喫煙する人の割合が減少し、たくさんの人が集まる施設や都市の中心街では禁煙とする自治体も多くなり、全国的にも喫煙マナーの徹底が進んでいます。

受動喫煙が及ぼす健康への被害は住宅でも同様であり、集合住宅では近隣住戸とのトラブルもみられ、裁判に発展するケースもあります。

日本国民の喫煙率は減少しており令和元年の調査では、男性全年齢で30%を切っており女性全年齢では10%を切っています。下図は厚生労働省が公表している喫煙率推移のグラフです。
喫煙者が減少するに伴い喫煙マナーに対する意識は高まっており、東京都ではパンフレットを発行し、喫煙マナーは「喫煙ルール」に変更され、代表的な喫煙マナーの問題として「ベランダ喫煙」についての注意を呼び掛けています。

たとえば新宿区のWebページ『令和2年4月 喫煙は「マナー」から「ルール」へ』では “自宅のベランダなどのプライベート空間での喫煙について、区への相談や苦情も多く寄せられています。都のアンケート調査によると、「近隣宅からの煙」による受動喫煙を経験した、という方が多くみられます。ご近所トラブルの原因にもなりかねません。” と記載しており、ベランダでの喫煙トラブルが増加していると言えそうです。

在宅勤務でベランダ喫煙が問題に

新型コロナ感染症により生まれた「新しい生活様式」は、住環境にも大きな変化を与えました。

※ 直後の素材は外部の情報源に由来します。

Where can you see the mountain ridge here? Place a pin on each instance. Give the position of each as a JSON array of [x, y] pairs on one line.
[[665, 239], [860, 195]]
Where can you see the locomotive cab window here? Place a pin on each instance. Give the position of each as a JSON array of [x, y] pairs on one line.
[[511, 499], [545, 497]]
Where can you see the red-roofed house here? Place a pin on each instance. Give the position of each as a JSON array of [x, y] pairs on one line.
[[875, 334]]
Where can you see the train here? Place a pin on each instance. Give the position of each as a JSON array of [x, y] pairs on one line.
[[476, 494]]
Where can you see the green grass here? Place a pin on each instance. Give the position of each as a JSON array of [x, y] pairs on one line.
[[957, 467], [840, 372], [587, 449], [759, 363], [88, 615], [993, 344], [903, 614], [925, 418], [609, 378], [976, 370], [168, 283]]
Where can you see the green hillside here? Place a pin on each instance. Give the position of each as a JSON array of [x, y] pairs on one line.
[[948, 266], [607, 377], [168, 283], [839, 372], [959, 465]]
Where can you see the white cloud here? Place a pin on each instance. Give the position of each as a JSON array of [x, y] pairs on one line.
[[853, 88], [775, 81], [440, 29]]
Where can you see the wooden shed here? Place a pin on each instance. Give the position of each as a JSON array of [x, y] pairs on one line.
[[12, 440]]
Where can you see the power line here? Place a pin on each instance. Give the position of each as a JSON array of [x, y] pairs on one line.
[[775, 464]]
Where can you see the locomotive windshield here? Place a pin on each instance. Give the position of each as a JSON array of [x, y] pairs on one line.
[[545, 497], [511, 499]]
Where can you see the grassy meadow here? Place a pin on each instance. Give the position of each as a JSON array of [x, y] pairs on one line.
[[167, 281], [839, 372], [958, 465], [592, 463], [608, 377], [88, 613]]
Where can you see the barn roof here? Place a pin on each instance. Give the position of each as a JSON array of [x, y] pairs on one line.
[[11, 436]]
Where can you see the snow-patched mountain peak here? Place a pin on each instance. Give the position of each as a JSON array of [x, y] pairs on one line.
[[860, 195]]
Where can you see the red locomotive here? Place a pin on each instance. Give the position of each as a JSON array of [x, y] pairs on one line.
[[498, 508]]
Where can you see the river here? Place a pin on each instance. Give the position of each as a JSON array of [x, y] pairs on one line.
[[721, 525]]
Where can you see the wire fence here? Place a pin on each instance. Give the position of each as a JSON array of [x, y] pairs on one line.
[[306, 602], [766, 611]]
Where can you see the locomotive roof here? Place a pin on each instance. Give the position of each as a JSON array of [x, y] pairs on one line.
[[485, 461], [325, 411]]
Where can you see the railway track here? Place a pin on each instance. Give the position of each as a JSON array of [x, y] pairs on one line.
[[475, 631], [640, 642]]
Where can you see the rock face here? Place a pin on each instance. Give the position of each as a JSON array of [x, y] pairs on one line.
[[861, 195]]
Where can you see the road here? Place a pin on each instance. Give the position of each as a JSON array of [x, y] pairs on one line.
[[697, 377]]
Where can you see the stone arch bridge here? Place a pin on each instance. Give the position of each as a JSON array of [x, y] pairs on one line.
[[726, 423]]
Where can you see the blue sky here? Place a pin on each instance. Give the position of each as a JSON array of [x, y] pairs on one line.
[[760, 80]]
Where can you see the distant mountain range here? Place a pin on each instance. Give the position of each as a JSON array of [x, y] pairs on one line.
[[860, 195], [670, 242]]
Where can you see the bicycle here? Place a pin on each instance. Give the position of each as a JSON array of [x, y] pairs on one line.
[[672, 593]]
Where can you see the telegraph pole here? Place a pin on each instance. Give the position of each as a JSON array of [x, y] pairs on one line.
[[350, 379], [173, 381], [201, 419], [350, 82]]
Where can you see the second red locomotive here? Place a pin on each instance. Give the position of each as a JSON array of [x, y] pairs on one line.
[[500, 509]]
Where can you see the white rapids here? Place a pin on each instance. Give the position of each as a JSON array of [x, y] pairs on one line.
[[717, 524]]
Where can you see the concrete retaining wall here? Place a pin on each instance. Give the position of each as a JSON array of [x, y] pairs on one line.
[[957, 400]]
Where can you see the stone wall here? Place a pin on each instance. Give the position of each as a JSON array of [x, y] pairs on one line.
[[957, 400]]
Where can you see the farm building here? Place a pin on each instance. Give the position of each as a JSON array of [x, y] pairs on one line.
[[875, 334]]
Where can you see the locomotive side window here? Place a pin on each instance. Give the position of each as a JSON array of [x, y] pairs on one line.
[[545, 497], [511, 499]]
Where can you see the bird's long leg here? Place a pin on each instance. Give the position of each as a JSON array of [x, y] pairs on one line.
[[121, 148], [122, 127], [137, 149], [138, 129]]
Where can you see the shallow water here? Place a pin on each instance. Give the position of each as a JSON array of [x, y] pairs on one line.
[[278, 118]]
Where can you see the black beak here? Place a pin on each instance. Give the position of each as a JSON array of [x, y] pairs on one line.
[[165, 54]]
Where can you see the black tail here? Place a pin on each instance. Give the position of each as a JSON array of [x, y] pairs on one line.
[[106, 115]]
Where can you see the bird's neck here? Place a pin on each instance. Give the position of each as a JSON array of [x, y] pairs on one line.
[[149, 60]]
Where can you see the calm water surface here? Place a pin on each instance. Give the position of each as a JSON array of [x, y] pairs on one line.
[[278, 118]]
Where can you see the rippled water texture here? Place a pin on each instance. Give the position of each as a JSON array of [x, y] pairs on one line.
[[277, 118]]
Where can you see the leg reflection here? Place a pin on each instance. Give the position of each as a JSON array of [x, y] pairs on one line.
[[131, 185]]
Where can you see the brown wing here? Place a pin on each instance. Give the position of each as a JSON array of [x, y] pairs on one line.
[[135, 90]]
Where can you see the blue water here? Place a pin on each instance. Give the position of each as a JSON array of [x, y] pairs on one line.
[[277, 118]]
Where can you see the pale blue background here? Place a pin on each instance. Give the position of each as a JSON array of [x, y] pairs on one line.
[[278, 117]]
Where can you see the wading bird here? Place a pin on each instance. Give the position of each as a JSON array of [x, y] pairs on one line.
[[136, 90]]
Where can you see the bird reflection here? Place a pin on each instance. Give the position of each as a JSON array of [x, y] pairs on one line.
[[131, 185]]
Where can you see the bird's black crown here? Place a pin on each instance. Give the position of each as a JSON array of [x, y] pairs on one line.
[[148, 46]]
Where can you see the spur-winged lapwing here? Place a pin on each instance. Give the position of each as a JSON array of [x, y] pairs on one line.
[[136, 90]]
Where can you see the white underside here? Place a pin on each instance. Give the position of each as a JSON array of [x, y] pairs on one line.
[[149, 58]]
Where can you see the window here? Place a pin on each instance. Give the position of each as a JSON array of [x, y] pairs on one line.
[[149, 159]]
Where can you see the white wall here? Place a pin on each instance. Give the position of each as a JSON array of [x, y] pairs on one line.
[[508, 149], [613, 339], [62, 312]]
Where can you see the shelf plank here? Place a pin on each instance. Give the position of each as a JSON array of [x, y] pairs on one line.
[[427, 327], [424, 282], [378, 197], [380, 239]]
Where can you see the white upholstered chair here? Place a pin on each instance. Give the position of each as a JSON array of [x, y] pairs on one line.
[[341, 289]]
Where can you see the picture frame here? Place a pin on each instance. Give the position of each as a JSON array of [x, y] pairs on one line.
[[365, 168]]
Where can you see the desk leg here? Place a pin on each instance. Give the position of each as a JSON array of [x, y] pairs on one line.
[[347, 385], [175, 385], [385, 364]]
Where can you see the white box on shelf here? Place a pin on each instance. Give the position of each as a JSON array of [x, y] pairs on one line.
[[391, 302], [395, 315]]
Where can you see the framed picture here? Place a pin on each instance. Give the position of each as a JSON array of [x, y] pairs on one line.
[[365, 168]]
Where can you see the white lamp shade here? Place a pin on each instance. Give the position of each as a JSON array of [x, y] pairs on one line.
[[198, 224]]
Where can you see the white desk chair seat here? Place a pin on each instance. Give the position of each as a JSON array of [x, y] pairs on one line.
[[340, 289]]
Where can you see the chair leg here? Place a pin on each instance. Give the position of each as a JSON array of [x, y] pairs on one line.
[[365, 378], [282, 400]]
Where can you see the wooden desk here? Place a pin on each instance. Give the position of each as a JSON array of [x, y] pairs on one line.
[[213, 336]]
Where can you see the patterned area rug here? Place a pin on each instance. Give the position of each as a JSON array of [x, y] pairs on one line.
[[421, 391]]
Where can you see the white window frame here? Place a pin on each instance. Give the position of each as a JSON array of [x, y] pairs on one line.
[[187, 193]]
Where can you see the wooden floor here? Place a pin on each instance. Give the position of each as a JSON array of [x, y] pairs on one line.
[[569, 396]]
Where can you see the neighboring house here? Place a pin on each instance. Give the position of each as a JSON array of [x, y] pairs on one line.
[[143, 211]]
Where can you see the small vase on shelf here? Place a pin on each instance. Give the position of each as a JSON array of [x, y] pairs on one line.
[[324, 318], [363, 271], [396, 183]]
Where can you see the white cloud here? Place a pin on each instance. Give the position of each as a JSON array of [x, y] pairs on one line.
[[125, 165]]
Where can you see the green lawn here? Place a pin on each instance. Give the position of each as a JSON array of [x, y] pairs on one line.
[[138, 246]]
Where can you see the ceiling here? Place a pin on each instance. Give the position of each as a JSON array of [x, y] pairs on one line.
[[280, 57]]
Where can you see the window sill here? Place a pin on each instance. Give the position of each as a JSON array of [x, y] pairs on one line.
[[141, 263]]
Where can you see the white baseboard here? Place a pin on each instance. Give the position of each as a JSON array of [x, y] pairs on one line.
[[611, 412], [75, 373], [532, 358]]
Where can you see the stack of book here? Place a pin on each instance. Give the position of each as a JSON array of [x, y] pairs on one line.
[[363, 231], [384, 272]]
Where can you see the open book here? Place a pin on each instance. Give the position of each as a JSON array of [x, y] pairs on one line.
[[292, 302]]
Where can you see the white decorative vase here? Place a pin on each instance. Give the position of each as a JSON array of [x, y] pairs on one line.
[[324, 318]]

コロナ禍により在宅勤務が増加し、ベランダ喫煙に関する苦情が増えているようです。NHKのWebニュースでは2020年4月の時点で、早くも受動喫煙の影響を心配するSNSへの投稿増加を報じています。

ベランダ喫煙は違法になる?

喫煙ルールを定め、場所によって喫煙を禁止する法令としては、地方自治体が条例を制定するケースがあります。例として東京都受動喫煙防止条例をみてみましょう。

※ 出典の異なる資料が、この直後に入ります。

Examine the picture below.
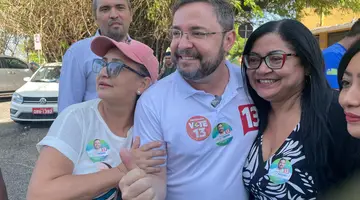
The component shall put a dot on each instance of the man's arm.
(147, 126)
(72, 82)
(3, 193)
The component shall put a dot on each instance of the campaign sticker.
(198, 128)
(249, 118)
(280, 171)
(222, 134)
(97, 150)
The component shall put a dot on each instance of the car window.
(13, 63)
(47, 74)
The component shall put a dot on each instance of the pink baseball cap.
(134, 50)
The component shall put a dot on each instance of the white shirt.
(74, 132)
(201, 162)
(77, 71)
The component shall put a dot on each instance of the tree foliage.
(62, 22)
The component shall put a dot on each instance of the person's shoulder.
(161, 85)
(233, 67)
(80, 109)
(81, 45)
(159, 90)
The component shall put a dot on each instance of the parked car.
(12, 73)
(37, 99)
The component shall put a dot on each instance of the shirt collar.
(235, 81)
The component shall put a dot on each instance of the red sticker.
(249, 118)
(198, 128)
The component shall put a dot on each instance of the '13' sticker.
(198, 128)
(249, 118)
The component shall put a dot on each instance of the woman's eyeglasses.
(273, 60)
(114, 68)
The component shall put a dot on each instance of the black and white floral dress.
(285, 175)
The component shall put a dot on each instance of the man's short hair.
(355, 29)
(94, 6)
(222, 8)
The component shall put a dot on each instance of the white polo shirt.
(204, 159)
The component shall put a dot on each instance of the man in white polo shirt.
(186, 109)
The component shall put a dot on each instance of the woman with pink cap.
(79, 157)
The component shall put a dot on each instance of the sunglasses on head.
(113, 68)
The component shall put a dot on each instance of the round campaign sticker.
(198, 128)
(97, 150)
(222, 134)
(280, 171)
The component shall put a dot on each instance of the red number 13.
(249, 118)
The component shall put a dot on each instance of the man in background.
(335, 52)
(77, 80)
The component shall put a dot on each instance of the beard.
(116, 35)
(206, 67)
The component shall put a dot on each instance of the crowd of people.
(201, 127)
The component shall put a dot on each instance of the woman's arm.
(52, 179)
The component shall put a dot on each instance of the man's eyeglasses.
(113, 69)
(273, 60)
(199, 35)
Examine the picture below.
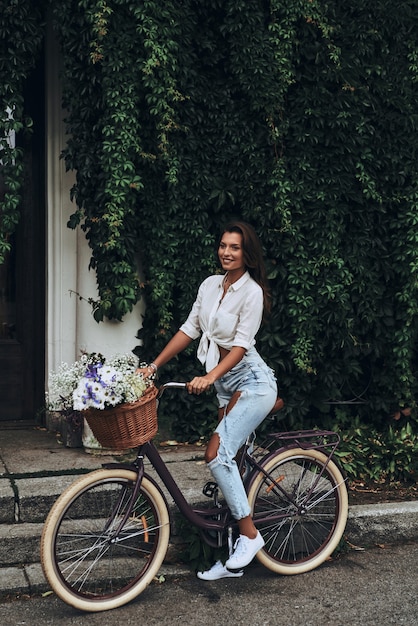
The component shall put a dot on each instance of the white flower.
(95, 382)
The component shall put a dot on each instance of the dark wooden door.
(22, 278)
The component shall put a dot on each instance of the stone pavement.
(35, 468)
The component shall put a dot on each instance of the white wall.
(70, 327)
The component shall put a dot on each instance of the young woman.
(226, 315)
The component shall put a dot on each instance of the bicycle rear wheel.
(300, 509)
(90, 563)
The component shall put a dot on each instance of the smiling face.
(231, 254)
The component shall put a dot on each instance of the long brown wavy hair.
(253, 257)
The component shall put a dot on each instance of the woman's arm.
(177, 344)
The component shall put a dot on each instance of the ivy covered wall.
(299, 116)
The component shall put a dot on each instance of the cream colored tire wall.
(48, 537)
(306, 566)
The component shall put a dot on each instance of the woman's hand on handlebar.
(199, 384)
(145, 372)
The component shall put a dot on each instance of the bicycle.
(106, 536)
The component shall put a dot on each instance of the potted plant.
(116, 407)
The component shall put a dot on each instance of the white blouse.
(230, 321)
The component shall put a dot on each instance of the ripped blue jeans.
(258, 392)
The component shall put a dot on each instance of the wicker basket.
(127, 425)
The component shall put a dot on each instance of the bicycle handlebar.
(173, 385)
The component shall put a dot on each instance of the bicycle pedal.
(210, 489)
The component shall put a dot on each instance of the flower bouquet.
(120, 407)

条例の対象となるのは「教育施設や児童福祉施設」「病院・診療所」「行政機関の庁舎」「バス・タクシー・航空機」と、これ以外の2人以上が利用する施設(事務所・工場・ホテル・飲食店など)であり、ベランダ喫煙が行われている集合住宅は対象となっていません

分譲マンションでは管理規約でベランダ喫煙を禁止するケースもあるようですが、法律上禁止することは難しいと言えます。対して賃貸マンションは住戸の所有権は大家さんにあり、入居者は法律上「賃借人」の立場となり、分譲マンションよりは強い規制を設けることは可能です。

賃貸物件でのベランダ喫煙は禁止できる?

賃貸マンションにおける受動喫煙防止について考えてみます。とくにベランダでの喫煙はトラブルの原因として多くなっており、大家さんや管理会社にとって重要なテーマです。

ベランダは共用部を専用で使用している

ベランダは賃借人が専用で使用できる住戸に附属するものですが、分譲マンションの場合は専用使用権のある共用部分になります。賃貸マンションにおいても使用権については同様の考え方をとるので、ベランダの使用方法は入居者に委ねられていると言えます。

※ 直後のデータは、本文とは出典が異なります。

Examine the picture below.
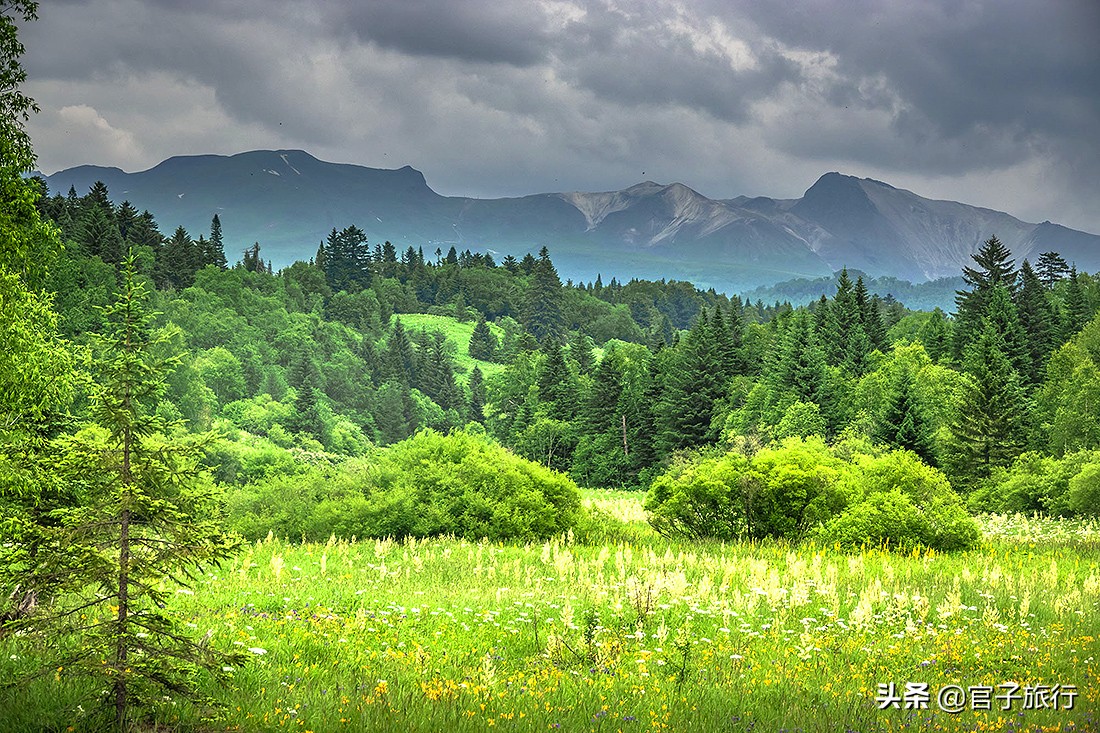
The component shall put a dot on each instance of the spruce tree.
(903, 425)
(1051, 269)
(399, 360)
(691, 390)
(150, 520)
(476, 395)
(557, 389)
(935, 335)
(1037, 321)
(580, 351)
(994, 267)
(990, 425)
(543, 313)
(1078, 312)
(217, 255)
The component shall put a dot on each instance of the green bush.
(701, 498)
(1085, 491)
(426, 485)
(883, 517)
(464, 485)
(1035, 483)
(802, 488)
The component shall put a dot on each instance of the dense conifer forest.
(363, 346)
(163, 402)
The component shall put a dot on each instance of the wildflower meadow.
(635, 633)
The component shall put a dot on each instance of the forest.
(171, 412)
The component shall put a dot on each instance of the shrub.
(1035, 483)
(803, 488)
(426, 485)
(700, 498)
(1085, 491)
(462, 484)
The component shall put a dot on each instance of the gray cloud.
(504, 98)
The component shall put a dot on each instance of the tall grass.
(647, 634)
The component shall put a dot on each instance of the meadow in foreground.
(634, 633)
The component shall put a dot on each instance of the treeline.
(606, 382)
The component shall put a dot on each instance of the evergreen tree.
(543, 312)
(580, 351)
(800, 368)
(1078, 312)
(727, 346)
(476, 396)
(1051, 269)
(182, 259)
(557, 389)
(691, 390)
(903, 425)
(99, 234)
(935, 335)
(399, 360)
(827, 331)
(125, 219)
(217, 251)
(1038, 323)
(1001, 315)
(150, 517)
(990, 425)
(873, 325)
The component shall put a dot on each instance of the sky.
(991, 102)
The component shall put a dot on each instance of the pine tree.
(150, 518)
(217, 254)
(990, 426)
(476, 396)
(994, 269)
(1051, 269)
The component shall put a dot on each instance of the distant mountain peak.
(288, 200)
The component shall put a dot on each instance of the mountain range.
(289, 200)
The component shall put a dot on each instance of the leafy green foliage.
(803, 488)
(427, 485)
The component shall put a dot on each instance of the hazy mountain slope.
(288, 200)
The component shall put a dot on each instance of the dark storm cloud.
(494, 97)
(964, 72)
(473, 31)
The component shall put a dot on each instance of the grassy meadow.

しかしながらベランダの所有権は大家さんにあるので、入居者は善管注意義務に基づいた使用方法が求められます。さらに集合住宅ではほかの住戸に入居する人たちへの迷惑行為を、賃貸借契約上で禁止していることが多く、受動喫煙も状況により迷惑行為に該当する場合があります。

ベランダでの喫煙は過去に受動喫煙の被害を受けた原告が勝訴し、慰謝料請求を認められた判例があります。この判例では被害者が喫煙者に対し再三注意をしたが、喫煙をやめることをせず精神的損害を認めたものであり、すべてのケースにおいて喫煙が不法行為になるものではありません。

(この判例は福岡市が実施したマンション管理セミナーで公開された資料に掲載されたものですが、くわしい判決理由などは「トラブル事例からみえるマンション管理のポイント」を参照してください。)

ベランダでの喫煙トラブルを避ける方法

ベランダでの喫煙について明確に禁止事項として賃貸借契約書に記載すると、どこまでが迷惑行為でありどこまでは許されることかといった、あいまいな判断をすることがなくなります。ただし禁止行為を無視してマナーを守らないケースも考えられ、管理会社への通報を促すなど入居時や定期的なアナウンスが欠かせません。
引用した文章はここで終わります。